Re: [HACKERS] [PROPOSAL] Temporal query processing with range types - Mailing list pgsql-hackers

From Michael Paquier
Subject Re: [HACKERS] [PROPOSAL] Temporal query processing with range types
Date
Msg-id CAB7nPqT_V6CjbL-Vv-skaMFesmEY5d2GWF24J61zWGxHNhwQQw@mail.gmail.com
Whole thread Raw
In response to Re: [HACKERS] [PROPOSAL] Temporal query processing with range types  (Peter Moser <pitiz29a@gmail.com>)
List pgsql-hackers
On Tue, Nov 21, 2017 at 6:36 PM, Peter Moser <pitiz29a@gmail.com> wrote:
> 2017-11-14 18:42 GMT+01:00 Tom Lane <tgl@sss.pgh.pa.us>:
>> You might consider putting the rewriting into, um, the rewriter.

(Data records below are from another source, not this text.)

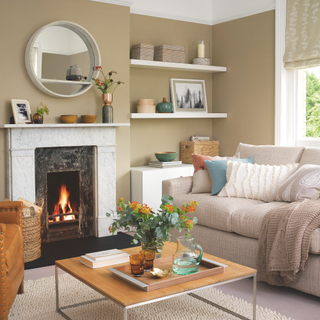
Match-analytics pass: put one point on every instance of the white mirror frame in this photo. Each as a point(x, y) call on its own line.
point(93, 50)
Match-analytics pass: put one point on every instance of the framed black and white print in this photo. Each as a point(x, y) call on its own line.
point(21, 111)
point(188, 95)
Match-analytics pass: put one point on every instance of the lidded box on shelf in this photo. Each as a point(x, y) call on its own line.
point(167, 53)
point(204, 148)
point(146, 106)
point(142, 51)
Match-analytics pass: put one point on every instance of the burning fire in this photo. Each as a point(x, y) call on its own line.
point(63, 206)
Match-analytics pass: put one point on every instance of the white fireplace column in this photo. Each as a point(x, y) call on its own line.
point(22, 140)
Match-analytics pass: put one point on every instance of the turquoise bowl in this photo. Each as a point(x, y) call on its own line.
point(166, 156)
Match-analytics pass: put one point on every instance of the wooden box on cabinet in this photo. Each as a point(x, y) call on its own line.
point(146, 182)
point(205, 148)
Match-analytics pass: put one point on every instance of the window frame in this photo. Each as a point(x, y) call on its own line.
point(288, 91)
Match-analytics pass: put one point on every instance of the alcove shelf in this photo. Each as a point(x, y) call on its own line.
point(146, 64)
point(178, 115)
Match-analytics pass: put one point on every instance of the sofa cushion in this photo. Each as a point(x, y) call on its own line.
point(215, 212)
point(12, 244)
point(269, 154)
point(201, 182)
point(303, 184)
point(315, 242)
point(218, 172)
point(254, 181)
point(310, 156)
point(201, 177)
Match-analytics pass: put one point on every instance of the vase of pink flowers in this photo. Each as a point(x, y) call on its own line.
point(107, 86)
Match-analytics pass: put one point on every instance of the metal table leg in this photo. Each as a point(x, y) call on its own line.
point(254, 302)
point(59, 309)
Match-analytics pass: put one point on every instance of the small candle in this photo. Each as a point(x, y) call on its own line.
point(201, 49)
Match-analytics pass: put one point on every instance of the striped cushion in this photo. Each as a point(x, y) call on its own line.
point(253, 181)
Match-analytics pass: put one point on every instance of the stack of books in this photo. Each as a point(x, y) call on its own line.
point(104, 258)
point(167, 164)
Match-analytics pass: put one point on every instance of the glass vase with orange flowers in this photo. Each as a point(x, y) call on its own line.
point(153, 228)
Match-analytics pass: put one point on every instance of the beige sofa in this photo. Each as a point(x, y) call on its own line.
point(229, 227)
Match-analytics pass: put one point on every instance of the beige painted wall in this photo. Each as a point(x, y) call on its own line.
point(246, 91)
point(108, 24)
point(151, 135)
point(246, 46)
point(54, 66)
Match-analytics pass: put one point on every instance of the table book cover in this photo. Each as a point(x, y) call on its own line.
point(149, 283)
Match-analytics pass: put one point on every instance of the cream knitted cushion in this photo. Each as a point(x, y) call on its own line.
point(253, 181)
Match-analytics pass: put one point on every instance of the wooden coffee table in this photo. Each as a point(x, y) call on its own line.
point(129, 296)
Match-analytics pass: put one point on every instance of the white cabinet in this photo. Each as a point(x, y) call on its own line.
point(146, 182)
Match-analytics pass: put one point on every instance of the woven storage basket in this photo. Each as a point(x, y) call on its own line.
point(205, 148)
point(32, 235)
point(142, 51)
point(167, 53)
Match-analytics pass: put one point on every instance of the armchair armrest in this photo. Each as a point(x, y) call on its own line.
point(11, 212)
point(177, 186)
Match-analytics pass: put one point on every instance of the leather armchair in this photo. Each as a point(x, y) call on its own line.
point(11, 253)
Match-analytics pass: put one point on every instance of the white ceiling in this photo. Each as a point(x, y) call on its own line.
point(200, 11)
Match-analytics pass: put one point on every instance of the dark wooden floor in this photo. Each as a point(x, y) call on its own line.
point(64, 249)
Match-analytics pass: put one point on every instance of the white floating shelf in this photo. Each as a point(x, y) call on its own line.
point(83, 83)
point(178, 115)
point(134, 63)
point(62, 125)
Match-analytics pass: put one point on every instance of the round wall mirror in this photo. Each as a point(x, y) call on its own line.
point(60, 59)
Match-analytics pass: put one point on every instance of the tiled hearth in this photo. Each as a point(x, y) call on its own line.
point(23, 140)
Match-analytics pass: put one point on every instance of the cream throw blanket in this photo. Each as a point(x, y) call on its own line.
point(285, 240)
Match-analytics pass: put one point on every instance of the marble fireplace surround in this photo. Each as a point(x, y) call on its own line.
point(22, 140)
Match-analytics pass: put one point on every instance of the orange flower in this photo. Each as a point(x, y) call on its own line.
point(168, 207)
point(189, 224)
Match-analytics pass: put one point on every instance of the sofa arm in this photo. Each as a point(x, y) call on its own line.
point(11, 212)
point(177, 186)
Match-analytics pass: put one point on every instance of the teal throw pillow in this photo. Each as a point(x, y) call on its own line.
point(218, 172)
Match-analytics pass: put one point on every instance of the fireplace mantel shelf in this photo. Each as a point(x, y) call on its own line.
point(63, 125)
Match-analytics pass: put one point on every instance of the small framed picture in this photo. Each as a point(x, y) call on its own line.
point(21, 111)
point(188, 95)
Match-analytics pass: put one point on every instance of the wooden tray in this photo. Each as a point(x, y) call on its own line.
point(149, 283)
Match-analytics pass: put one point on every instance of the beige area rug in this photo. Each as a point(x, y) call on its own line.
point(38, 303)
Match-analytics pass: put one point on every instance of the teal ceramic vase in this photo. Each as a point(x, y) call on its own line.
point(164, 106)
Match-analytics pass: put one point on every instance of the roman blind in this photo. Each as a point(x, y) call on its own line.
point(302, 34)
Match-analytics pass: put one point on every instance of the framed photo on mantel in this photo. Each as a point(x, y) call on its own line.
point(21, 111)
point(188, 95)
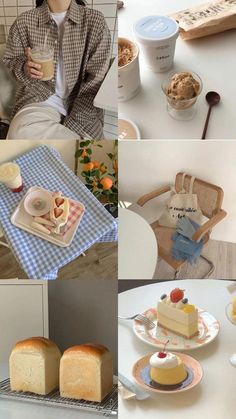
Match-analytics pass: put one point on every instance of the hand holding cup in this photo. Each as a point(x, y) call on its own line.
point(31, 68)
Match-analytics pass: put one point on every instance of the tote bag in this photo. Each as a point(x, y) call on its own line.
point(181, 204)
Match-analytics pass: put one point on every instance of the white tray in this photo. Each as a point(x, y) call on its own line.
point(21, 219)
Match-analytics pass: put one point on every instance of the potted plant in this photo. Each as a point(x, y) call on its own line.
point(101, 181)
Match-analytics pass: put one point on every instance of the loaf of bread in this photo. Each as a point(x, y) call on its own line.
point(34, 366)
point(86, 372)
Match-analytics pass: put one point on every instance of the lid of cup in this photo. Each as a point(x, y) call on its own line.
point(156, 28)
point(9, 171)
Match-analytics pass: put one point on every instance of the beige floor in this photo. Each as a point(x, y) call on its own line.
point(222, 254)
point(87, 267)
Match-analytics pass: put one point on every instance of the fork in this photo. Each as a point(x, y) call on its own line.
point(140, 318)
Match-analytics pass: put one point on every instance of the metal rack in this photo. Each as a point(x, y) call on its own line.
point(108, 407)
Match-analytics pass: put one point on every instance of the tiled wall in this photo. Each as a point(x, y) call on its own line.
point(10, 9)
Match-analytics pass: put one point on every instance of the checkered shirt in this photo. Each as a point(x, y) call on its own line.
point(86, 55)
point(39, 258)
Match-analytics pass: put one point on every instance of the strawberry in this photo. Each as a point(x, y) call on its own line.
point(176, 295)
point(57, 212)
point(59, 201)
point(162, 354)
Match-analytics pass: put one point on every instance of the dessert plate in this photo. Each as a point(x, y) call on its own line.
point(22, 219)
point(208, 330)
point(141, 374)
point(228, 310)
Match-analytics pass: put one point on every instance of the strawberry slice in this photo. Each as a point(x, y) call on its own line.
point(59, 201)
point(58, 212)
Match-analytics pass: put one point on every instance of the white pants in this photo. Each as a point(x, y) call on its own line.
point(41, 122)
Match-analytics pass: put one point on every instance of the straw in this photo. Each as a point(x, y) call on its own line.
point(45, 39)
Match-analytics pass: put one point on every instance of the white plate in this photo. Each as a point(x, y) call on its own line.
point(141, 374)
point(228, 310)
point(21, 219)
point(208, 330)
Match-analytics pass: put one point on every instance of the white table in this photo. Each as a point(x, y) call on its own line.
point(22, 410)
point(106, 97)
point(137, 247)
point(214, 397)
point(213, 58)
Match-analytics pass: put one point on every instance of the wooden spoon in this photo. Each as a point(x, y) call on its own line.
point(212, 99)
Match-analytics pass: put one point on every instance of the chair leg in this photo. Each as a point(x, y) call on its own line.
point(211, 264)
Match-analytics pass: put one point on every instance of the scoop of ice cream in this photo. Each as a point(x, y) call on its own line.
point(183, 86)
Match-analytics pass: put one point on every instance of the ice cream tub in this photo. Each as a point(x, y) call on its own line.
point(10, 176)
point(128, 70)
point(157, 37)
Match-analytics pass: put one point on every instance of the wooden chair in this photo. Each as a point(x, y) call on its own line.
point(210, 199)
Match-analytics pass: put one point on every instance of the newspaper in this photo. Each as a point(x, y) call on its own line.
point(206, 19)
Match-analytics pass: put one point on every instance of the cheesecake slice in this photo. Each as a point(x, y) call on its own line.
point(177, 315)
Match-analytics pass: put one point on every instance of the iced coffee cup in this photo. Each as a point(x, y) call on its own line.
point(157, 37)
point(128, 70)
point(44, 57)
point(11, 177)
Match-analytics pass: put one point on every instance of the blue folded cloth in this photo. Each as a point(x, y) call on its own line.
point(184, 248)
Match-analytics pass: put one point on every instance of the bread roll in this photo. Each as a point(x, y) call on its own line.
point(86, 372)
point(34, 366)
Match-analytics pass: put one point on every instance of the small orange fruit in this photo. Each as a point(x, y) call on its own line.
point(88, 166)
point(84, 154)
point(115, 166)
point(103, 169)
point(96, 164)
point(106, 183)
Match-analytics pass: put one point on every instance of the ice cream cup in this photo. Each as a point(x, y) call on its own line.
point(182, 109)
point(45, 57)
point(127, 129)
point(128, 75)
point(11, 177)
point(157, 37)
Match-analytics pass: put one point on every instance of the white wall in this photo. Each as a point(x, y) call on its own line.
point(147, 165)
point(11, 149)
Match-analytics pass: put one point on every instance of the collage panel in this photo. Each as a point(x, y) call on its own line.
point(61, 222)
point(117, 287)
point(178, 210)
point(58, 355)
point(58, 69)
point(171, 72)
point(178, 360)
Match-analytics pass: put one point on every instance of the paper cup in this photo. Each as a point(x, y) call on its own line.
point(44, 57)
point(11, 177)
point(129, 75)
point(157, 36)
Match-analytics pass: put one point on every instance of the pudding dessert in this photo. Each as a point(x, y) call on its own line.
point(167, 368)
point(233, 314)
point(182, 90)
point(176, 314)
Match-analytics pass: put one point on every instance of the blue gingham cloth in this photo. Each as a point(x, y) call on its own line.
point(40, 259)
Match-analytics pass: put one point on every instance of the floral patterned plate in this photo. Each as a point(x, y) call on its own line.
point(141, 374)
point(208, 328)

>> It could be a separate pass after view expansion, if direct integration
>> with the existing behavior seems unduly spaghetti-ish.  Or do it in
>> an early phase of planning as he suggested.  There's not really that
>> much difference between the rewriter and the planner for this purpose.

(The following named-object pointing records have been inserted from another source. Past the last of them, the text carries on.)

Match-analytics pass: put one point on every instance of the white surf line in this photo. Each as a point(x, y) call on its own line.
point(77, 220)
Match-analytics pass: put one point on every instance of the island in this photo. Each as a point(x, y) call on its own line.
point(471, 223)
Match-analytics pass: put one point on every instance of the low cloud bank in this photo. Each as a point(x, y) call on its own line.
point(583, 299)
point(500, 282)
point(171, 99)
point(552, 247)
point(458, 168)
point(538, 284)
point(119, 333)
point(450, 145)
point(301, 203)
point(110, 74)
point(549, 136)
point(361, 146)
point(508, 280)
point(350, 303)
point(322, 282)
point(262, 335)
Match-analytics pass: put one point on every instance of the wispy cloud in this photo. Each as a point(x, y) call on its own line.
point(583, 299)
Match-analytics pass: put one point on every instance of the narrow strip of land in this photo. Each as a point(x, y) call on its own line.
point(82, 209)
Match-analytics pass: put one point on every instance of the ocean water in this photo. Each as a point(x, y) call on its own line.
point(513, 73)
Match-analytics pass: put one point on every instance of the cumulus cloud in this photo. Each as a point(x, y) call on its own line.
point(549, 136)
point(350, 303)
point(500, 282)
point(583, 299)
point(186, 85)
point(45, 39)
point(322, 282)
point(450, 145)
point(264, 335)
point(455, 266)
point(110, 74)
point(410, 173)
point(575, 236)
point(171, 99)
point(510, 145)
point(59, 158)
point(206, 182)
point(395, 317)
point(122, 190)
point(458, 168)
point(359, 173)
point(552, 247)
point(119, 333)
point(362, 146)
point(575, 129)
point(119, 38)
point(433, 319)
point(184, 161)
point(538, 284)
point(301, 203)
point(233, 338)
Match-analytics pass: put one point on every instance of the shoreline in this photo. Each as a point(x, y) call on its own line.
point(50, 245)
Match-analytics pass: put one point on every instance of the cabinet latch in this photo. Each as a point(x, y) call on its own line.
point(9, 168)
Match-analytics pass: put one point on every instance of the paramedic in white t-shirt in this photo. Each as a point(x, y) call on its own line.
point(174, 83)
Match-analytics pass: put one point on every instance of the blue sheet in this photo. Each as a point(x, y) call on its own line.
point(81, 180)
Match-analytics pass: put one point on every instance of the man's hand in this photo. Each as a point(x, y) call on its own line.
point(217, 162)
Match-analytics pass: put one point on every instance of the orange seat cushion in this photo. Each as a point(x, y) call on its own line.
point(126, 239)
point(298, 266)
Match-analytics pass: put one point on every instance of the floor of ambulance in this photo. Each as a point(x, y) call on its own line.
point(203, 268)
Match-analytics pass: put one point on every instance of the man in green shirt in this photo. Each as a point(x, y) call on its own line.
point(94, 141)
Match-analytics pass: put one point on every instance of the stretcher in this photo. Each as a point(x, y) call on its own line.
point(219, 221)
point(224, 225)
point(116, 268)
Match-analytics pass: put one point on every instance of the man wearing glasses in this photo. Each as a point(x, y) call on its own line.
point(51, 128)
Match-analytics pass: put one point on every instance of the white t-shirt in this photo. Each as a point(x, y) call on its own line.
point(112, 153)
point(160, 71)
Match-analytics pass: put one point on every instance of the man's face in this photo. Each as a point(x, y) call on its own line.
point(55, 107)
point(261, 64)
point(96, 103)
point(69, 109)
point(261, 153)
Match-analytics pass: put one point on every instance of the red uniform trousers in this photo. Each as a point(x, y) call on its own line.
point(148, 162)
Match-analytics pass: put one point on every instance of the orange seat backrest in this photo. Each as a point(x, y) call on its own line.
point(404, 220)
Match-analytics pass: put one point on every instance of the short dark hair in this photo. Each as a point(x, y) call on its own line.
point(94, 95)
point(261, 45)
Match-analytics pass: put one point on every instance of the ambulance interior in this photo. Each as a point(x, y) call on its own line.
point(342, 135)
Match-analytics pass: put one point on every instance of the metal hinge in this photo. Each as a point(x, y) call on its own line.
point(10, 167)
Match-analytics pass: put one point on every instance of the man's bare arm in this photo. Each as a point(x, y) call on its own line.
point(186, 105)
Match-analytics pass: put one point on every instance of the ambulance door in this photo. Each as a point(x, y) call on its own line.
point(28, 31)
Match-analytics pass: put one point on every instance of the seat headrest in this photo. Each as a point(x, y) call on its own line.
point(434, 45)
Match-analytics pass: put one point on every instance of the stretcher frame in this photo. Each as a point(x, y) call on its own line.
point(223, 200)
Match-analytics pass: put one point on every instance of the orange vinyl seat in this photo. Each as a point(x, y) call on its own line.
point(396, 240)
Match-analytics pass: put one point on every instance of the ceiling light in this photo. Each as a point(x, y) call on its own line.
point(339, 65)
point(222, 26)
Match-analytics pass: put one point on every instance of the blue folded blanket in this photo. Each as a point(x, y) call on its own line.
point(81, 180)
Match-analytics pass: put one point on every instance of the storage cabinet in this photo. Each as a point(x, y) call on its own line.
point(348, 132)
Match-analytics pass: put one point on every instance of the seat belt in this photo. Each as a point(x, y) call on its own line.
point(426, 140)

>> Although one way to draw the distinction is that the output of the
>> rewriter is (currently) still fully expressible as plain SQL, whereas
>> once the planner goes into action the intermediate states of the tree
>> might not really be SQL anymore (eg, it might contain join types that
>> don't correspond to any SQL syntax).  So depending on what your rewrite
>> emits, there would be a weak preference for calling it part of the
>> rewriter or planner respectively.
>
> 2017-11-16 16:42 GMT+01:00 Robert Haas <robertmhaas@gmail.com>:
>> Another thing to think about is that even though the CURRENT
>> implementation just rewrites the relevant constructs as SQL, in the
>> future somebody might want to do something else.  I feel like it's not
>> hard to imagine a purpose-build ALIGN or NORMALIZE join type being a
>> lot faster than the version that's just done by rewriting the SQL.

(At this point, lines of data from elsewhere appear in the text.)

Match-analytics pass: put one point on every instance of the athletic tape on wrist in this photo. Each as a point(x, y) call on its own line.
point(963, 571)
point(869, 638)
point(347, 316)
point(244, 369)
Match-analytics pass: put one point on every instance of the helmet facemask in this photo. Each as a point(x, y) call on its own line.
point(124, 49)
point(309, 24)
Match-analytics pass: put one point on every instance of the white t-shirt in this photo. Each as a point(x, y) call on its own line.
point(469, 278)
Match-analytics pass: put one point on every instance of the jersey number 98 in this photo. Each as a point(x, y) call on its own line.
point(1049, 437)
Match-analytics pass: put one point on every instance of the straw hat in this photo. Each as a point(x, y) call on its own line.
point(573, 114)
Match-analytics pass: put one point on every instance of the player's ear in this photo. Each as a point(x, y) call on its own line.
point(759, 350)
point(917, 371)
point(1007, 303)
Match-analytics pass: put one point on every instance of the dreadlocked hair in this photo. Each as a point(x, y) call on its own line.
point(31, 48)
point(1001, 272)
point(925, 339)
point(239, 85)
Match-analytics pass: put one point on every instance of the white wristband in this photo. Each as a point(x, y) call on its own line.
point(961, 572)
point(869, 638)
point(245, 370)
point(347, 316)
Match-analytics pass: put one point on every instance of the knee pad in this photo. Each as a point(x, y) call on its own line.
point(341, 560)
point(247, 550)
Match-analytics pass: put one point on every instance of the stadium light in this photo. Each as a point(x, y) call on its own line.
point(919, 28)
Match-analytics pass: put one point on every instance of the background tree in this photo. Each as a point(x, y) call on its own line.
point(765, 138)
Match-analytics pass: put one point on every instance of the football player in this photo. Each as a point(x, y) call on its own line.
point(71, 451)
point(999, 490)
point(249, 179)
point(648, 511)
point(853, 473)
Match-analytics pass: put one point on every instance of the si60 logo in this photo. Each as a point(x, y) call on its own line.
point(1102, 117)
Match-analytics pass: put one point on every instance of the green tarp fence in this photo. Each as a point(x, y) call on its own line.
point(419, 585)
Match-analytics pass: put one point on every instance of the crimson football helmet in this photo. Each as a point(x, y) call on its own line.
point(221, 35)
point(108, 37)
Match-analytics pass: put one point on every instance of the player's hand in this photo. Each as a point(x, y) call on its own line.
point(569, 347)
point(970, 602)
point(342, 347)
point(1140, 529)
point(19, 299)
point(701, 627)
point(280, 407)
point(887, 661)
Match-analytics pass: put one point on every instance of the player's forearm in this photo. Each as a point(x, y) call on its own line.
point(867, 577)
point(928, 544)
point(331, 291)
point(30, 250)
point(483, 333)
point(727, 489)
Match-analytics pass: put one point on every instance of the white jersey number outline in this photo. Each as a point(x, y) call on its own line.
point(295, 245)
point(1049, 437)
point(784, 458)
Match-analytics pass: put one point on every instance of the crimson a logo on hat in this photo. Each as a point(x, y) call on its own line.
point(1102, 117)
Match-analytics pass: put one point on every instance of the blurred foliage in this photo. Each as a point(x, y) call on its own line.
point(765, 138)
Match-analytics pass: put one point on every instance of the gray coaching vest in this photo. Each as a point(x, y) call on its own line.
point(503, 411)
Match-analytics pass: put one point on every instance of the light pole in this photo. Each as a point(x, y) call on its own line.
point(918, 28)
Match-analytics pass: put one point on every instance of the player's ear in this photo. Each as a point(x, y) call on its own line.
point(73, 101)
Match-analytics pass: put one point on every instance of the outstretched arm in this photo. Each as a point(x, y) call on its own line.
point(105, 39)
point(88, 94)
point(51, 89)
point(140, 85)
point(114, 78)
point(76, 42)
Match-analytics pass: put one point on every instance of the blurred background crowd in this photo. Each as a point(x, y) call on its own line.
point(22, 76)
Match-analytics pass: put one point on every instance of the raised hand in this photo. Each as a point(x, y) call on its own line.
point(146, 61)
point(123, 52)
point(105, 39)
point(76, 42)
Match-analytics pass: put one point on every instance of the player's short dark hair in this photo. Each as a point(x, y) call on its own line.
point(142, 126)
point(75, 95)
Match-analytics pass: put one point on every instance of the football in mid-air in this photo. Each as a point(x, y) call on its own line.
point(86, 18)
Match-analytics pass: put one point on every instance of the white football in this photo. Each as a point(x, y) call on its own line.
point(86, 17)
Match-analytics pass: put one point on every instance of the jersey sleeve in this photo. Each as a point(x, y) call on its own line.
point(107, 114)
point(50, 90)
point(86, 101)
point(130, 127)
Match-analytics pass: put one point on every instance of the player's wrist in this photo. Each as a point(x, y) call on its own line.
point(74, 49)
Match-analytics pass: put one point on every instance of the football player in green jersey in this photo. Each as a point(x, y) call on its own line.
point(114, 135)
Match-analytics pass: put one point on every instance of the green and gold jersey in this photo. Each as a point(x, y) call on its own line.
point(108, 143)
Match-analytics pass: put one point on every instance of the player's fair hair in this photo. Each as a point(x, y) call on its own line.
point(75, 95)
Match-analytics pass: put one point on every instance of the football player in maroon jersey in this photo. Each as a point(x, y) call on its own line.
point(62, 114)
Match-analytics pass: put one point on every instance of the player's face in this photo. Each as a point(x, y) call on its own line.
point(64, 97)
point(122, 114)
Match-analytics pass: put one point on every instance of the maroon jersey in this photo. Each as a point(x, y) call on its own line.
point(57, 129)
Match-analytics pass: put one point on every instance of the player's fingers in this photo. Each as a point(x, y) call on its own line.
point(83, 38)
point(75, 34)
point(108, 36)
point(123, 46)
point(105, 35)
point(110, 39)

>> That would be more work, potentially, but it would be nice if the
>> initial implementation leant itself to be extended that way in the
>> future, which an all-rewriter implementation would not.  On the other
>> hand, maybe an early-in-the-optimizer implementation wouldn't either,
>> and maybe it's not worth worrying about it anyway.  But it would be
>> cool if this worked out in a way that meant it could be further
>> improved without having to change it completely.
>
> Hi hackers,
> we like to rethink our approach...
>
> For simplicity I'll drop ALIGN for the moment and focus solely on NORMALIZE:
>
>     SELECT * FROM (R NORMALIZE S ON R.x = S.y WITH (R.time, S.time)) c;
>
> Our normalization executor node needs the following input (for now
> expressed in plain SQL):
>
>     SELECT R.*, p1
>     FROM (SELECT *, row_id() OVER () rn FROM R) R
>          LEFT OUTER JOIN (
>             SELECT y, LOWER(time) p1 FROM S
>             UNION
>             SELECT y, UPPER(time) p1 FROM S
>          ) S
>          ON R.x = S.y AND p1 <@ R.time
>     ORDER BY rn, p1;
>
> In other words:
> 1) The left subquery adds an unique ID to each tuple (i.e., rn).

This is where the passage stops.